What's more insane than Timmy's consistency for more than a decade? The fact that he never picked up a basketball until he was 14 years old. Or maybe that he shows no emotion whatsoever in a game, except maybe when a questionable foul is called. It psyches out his opponents (his degree in psychology might help). He shows no anticipation, no excitement, no devastation, no pressure.
His 15-foot bank shot is a guarantee, and his dribble-pivot-swish is deadly. If "boring" is another word for "crazy good", then Duncan will gladly accept the label bestowed upon him. Besides, you can't spell BORING without RING(S), and Timmy's earned a handful of them: 1999, 2003, 2005, 2007.
YAO MING, center
Born in China.
It's hard not to recognize this man. Maybe it's the height, or maybe it's just skill.
His field goal percentage is incredible; a staggering .507. Always good for 20. He was selected first in the 2002 draft (duh), and had an average of 13.5 points per game. Right now, Yao has about 11 rebounds per game and no one can help it.
He stands a foot above the rest. To make an easy shot, he simply does a little jump and bam—his head crashes into the ceiling and it caves in. Okay, that's a bit exaggerated. But this man deserves all the hype.
Key Bench Players:
STEVE NASH, point guard
Born in South Africa.
After a short stint with Dallas, Phoenix is glad to get its 15th pick (1996) back. And I'm not sure if any other player has been more welcome back.
Steve is 35 years old and plays like he's 25. He's driving to the lane, you follow, he's mid-air, and you jump up to contest his shot and...there's no ball. In half a second Nash accomplished passing the ball behind his back to an open teammate left unguarded. That's how the man gets 10-plus assists every night.
Oh, if only there was a "Best Teammate" award in the NBA. Guess Nash will have to settle with two back-to-back MVPs.
BEN GORDON, shooting guard
Born in England.
Impressive (adj.): Being a shooting guard at only 6'2''.
That's only one word used to describe Ben Gordon. You could say incredible, for that would describe his leaping ability. Awesome is his free throw, dangerous is Gordon's shot.
What he lacks in defense, he makes up for in his offensive abilities. 18.8 points per game is nothing to laugh at.
ANDREI KIRILENKO, small forward
Born in Russia.
Yes, I'm throwing the big man in at SF.
Very fluid for his size, and his large wingspan allows him to play at either forward spot. He's like an assassin. His weapon of choice: the element of surprise. Whether its defense or offense, Andrei Kirilenko is bound to stun and shut you down.
He's even improved his three-point shot, so don't be bewildered if he knocks one down on you. A piece of advice, Jazz rivals: don't bother taking a shot, Kirilenko will block it anyways.
AK47—This man rocks it. He represents the piece of artillery well.

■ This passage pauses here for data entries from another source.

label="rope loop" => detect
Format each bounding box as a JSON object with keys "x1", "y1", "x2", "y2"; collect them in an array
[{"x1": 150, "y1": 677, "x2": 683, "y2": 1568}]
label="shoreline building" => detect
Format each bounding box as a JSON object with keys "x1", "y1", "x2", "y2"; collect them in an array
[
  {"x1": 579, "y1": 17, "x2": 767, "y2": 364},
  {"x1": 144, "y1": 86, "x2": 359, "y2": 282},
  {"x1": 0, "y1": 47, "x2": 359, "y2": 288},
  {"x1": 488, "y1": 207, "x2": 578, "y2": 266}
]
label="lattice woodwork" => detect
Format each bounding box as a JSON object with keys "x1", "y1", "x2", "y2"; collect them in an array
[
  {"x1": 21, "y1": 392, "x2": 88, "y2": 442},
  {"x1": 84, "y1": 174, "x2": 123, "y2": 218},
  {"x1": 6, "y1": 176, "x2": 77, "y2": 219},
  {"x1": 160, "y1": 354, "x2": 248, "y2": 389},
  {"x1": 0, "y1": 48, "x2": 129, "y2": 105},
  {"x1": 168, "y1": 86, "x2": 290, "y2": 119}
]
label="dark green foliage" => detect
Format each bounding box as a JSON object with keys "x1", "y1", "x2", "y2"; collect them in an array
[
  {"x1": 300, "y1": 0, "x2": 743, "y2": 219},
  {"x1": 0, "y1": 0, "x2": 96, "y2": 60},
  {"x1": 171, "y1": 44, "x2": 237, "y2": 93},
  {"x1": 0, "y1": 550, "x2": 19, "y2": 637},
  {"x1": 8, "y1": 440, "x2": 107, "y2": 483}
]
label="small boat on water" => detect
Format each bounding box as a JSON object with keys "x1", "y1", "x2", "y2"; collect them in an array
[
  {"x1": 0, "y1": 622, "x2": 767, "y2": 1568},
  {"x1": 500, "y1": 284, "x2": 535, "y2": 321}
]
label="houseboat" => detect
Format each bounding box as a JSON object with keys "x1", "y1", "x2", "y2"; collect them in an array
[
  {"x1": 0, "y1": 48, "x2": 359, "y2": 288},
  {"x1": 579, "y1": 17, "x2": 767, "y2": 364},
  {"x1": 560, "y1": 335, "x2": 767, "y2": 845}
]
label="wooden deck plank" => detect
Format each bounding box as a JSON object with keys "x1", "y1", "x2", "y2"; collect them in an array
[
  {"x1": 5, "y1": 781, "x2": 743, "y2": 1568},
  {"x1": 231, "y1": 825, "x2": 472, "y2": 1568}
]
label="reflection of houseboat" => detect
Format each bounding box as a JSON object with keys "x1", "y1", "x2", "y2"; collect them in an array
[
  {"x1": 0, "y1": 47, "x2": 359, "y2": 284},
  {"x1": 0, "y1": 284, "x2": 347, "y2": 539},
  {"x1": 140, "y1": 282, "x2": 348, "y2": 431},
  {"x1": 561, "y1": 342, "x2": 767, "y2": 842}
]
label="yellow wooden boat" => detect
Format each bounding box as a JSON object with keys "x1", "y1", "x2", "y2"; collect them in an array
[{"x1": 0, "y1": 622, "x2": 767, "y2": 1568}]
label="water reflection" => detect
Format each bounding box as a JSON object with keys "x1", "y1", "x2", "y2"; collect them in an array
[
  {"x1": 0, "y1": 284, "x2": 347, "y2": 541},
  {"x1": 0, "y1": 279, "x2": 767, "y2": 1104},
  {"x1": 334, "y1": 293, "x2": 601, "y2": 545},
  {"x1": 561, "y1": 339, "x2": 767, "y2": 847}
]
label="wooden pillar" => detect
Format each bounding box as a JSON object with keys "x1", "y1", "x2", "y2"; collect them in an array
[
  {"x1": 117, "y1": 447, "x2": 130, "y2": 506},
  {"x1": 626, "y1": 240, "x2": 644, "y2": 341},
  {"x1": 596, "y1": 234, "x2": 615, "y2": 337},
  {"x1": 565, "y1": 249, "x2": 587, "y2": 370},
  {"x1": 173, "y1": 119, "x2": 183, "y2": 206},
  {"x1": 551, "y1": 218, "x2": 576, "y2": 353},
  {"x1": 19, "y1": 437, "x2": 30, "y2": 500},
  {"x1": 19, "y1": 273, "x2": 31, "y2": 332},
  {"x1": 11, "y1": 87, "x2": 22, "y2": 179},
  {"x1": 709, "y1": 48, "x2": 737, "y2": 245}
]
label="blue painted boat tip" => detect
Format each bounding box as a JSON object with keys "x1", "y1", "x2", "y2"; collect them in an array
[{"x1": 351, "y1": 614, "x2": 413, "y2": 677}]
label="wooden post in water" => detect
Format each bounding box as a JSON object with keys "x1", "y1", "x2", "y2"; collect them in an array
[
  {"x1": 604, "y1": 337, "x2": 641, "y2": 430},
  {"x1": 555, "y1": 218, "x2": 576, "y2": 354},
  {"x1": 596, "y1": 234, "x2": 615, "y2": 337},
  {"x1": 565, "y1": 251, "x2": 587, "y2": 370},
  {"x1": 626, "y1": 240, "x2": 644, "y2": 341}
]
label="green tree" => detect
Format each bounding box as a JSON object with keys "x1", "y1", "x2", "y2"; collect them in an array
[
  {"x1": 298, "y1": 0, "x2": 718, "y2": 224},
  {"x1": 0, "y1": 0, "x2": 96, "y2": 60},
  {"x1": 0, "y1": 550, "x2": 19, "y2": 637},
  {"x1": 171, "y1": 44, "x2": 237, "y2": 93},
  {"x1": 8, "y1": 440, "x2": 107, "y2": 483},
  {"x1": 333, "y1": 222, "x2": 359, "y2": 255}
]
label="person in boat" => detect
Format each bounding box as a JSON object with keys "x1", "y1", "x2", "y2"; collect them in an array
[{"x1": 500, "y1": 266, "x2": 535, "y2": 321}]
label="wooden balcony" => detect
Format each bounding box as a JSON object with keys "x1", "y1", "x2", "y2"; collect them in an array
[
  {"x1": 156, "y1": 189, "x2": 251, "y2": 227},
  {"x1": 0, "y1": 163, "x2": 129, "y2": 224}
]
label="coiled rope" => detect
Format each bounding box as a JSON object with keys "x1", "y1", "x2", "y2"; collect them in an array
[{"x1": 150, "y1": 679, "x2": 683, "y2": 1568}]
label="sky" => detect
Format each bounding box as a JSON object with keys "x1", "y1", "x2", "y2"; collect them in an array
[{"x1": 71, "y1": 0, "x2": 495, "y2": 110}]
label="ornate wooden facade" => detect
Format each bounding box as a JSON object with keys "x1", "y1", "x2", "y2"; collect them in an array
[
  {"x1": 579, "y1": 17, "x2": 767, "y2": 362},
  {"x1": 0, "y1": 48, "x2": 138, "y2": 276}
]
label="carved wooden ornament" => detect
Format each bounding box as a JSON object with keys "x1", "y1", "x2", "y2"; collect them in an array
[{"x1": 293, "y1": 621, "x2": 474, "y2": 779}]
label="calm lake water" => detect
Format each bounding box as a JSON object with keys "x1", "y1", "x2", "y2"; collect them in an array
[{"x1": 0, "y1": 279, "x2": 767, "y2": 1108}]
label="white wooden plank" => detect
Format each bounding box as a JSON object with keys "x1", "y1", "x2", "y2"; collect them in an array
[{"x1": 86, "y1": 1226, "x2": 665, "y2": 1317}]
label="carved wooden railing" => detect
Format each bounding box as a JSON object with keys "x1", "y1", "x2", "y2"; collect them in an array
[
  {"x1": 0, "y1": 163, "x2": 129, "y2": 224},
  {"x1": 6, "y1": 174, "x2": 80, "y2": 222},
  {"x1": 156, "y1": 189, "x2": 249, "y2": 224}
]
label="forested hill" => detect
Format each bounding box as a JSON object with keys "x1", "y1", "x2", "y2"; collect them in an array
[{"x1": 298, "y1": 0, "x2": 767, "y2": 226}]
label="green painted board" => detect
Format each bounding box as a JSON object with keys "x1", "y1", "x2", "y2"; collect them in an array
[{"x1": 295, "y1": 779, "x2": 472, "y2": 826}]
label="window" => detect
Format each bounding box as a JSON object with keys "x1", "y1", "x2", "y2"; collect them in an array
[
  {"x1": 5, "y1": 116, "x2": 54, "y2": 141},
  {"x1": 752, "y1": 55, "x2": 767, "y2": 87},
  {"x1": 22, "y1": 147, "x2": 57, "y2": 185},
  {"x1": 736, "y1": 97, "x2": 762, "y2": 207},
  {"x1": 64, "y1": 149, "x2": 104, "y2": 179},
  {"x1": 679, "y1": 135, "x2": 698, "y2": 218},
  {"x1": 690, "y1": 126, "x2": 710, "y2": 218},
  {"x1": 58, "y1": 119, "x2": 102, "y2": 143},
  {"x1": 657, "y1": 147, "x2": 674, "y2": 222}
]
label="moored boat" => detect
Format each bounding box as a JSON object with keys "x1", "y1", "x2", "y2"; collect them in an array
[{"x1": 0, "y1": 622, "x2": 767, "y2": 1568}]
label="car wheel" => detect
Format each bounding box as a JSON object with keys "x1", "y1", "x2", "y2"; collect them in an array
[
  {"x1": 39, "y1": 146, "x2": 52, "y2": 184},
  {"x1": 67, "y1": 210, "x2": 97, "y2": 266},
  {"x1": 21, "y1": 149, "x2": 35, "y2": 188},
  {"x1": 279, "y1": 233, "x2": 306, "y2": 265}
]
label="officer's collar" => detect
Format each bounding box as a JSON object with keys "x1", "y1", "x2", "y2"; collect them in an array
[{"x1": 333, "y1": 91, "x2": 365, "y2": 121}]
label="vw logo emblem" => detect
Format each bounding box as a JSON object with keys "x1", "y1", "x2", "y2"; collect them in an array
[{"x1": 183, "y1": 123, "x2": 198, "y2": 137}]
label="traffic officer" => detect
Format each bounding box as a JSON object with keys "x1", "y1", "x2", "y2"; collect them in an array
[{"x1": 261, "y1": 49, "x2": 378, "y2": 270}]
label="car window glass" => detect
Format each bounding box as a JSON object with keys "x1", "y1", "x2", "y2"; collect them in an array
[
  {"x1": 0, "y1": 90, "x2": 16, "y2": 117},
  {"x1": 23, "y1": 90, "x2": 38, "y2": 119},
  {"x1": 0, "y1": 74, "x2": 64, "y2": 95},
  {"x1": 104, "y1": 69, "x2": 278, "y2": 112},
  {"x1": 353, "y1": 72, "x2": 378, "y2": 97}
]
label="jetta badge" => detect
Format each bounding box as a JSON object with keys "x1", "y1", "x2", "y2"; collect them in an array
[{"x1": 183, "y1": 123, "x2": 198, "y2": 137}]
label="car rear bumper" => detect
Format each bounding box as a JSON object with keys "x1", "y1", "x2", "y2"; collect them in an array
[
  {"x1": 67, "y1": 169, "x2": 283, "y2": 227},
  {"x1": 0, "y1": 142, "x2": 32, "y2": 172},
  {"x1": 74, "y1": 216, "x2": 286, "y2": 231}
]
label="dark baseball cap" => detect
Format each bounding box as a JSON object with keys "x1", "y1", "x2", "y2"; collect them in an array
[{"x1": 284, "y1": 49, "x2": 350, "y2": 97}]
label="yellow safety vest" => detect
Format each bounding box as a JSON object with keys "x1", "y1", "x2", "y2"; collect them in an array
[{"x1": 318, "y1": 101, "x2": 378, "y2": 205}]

DIRK NOWITZKI, power forward
Born in Germany.
The Blonde Bomber, The Big German, The Dunking Deutchman, Dirkules, German Wunderkind, The Dirkinator.
Trust me, he didn't get that resume of nick names the first year he joined Dallas. It took some confidence and practice to get those. Captain of the Mavs suited soon after.
Being one of the only big men to ever have a knack for threes, it's kinda' scary. You expect him to charge into the lane and dunk (well sometimes that's the case) but he usually steps behind the arc and makes them all day. I'm not talking an occasional three, I'm talking 2-5 a night. He's the only player in NBA history to register 150 three-point field goals and 100 blocks in a season (2000-2001).
So please tell us.
"Dirk, wie ist die Luft dort oben?" (Dirk, how is the air up there?) -song by Sportfreunde Stiller.
I bet its pretty damn good.
PAU GASOL, center
Born in Spain.
His skill matches his looks: a beast. A basketball conquistador.
Invading the NBA in 2001, he made you want to be a Grizzlies fan. He instantly became their best player.
His big, demeaning appearance was enough for most players to back off and clear way for "Power Gasol". Getting to the rim was no sweat for him, child's play. Back to basket, head on, 3 on 1, all easy. His rookie year was ample, with nearly 18 points per game.
This savvy Spanish star is a force to be reckoned with.